What was happening there now?

His ship had a tachyon-beam ultrawave communicator. He could reach with it any world within a sphere ten light-years in radius, in a matter of minutes. If he chose, he could call clear across the galaxy, right to the limits of man’s expansion, and get an answer in less than an hour.

He could call Bradley’s World and find out how all those he loved had fared in the first hours of the dictatorship.

If he did, though, he’d paint a tachyon trail like a blazing line across the cosmos. And they could track him and come after him in their ramjet fighters at .75 lights, and there was about one chance in three that they could locate him with only a single point-source coordinate, and overtake him, and pick him up. He didn’t want to risk it, not yet, not while he was still this close to home.

But what if the junta had been crushed at the outset? What if the coup had failed? What if he spent the next three years foolishly fleeing toward Rigel, when all was well at home, and a single call could tell him that?

He stared at the ultrawave set. He nearly turned it on.

A thousand times during those three days he reached toward it, hesitated, halted.

Don’t. Don’t. They’ll detect you and come after you.

But what if I don’t need to keep running?

It was Contingency C. The cause was lost.

That’s what our integrator net said. But machines can be wrong. Suppose our side managed to stay on top? I want to talk to Juan. I want to talk to Mark. I want to talk to Lydia.
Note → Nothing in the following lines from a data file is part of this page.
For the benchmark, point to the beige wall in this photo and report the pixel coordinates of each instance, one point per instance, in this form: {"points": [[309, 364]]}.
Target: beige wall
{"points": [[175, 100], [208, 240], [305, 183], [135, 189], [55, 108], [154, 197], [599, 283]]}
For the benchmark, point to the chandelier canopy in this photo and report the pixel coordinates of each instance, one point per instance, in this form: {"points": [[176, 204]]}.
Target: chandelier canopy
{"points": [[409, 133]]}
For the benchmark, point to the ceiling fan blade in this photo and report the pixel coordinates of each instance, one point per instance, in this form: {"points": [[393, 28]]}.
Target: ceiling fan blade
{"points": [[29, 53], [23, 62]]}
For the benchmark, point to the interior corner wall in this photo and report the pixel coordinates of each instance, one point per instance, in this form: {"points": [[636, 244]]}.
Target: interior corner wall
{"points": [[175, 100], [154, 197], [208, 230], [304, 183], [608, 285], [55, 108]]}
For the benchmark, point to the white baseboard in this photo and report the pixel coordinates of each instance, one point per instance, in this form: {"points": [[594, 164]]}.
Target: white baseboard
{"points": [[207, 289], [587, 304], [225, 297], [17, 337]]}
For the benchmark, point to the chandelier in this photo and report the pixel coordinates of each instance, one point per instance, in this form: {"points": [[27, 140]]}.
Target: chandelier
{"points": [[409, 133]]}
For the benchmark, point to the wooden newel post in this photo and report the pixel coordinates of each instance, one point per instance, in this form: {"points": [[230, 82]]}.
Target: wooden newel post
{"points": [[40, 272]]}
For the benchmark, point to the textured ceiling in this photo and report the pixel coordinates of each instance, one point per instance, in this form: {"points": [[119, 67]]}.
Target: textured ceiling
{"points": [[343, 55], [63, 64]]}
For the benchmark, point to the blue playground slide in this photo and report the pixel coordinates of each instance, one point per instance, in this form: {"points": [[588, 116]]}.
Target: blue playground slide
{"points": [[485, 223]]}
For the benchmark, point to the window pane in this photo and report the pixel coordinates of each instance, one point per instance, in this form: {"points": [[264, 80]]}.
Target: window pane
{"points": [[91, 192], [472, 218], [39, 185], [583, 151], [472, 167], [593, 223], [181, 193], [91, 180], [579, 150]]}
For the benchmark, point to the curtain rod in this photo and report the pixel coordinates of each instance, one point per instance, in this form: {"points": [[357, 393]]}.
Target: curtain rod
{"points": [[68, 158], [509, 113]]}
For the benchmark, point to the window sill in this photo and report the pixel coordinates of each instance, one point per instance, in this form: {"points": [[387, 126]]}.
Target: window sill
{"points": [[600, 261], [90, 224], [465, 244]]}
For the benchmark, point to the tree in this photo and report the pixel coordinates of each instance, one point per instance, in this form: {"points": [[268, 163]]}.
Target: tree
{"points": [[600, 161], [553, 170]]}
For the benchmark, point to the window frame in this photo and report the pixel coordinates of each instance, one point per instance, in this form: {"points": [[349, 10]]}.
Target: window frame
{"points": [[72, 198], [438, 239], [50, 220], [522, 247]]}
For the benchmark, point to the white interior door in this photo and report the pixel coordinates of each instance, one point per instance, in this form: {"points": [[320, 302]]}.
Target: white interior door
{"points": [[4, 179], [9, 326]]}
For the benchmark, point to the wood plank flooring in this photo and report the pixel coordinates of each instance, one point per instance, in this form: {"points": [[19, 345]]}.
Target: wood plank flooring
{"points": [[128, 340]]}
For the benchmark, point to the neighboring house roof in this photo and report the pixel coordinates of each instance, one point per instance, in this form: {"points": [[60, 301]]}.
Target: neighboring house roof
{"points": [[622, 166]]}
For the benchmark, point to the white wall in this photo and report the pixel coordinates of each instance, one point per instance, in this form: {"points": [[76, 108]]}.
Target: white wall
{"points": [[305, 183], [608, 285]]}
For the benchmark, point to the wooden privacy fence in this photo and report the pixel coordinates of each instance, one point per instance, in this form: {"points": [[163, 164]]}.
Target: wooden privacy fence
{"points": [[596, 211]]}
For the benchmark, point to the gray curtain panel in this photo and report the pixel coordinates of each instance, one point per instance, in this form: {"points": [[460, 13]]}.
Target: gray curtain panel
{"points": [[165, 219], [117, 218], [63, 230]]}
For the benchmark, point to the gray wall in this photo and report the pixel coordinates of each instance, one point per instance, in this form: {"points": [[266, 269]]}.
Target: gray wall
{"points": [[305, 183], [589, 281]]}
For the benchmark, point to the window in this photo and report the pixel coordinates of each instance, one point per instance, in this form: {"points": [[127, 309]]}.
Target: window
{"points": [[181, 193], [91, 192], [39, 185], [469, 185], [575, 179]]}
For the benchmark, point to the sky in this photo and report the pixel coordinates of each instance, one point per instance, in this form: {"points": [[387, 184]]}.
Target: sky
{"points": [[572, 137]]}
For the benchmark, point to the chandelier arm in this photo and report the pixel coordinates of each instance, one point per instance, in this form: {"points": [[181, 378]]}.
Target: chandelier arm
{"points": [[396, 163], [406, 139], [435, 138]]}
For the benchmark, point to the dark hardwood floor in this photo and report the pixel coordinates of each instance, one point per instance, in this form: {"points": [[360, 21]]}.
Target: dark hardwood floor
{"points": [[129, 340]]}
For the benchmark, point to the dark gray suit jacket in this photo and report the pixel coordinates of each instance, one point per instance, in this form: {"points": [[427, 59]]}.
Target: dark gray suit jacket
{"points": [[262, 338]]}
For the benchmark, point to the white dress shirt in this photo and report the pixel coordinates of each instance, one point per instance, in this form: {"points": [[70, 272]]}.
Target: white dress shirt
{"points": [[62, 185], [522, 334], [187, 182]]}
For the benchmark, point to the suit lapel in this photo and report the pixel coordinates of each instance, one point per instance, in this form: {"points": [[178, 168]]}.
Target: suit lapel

That’s why you brought the cubes along. Keep away from the ultrawave.

On the fourth day, he picked out six cubes and put them in the receptor slots.

Screens glowed. He saw his father, his son, his oldest friend. He also saw Hemingway, Goethe, Alexander the Great.

“I have to know what’s happening at home,” Voigtland said. “I want to call them.”

“I’ll tell you.” It was Juan who spoke, the man who was closer to him than any brother. The old revolutionary, the student of conspiracies. “The junta is rounding up everyone who might have dangerous ideas and locking them away. It’s telling everybody else not to worry, stability is here at last. McAllister is in full control; calling himself provisional president or something similar.”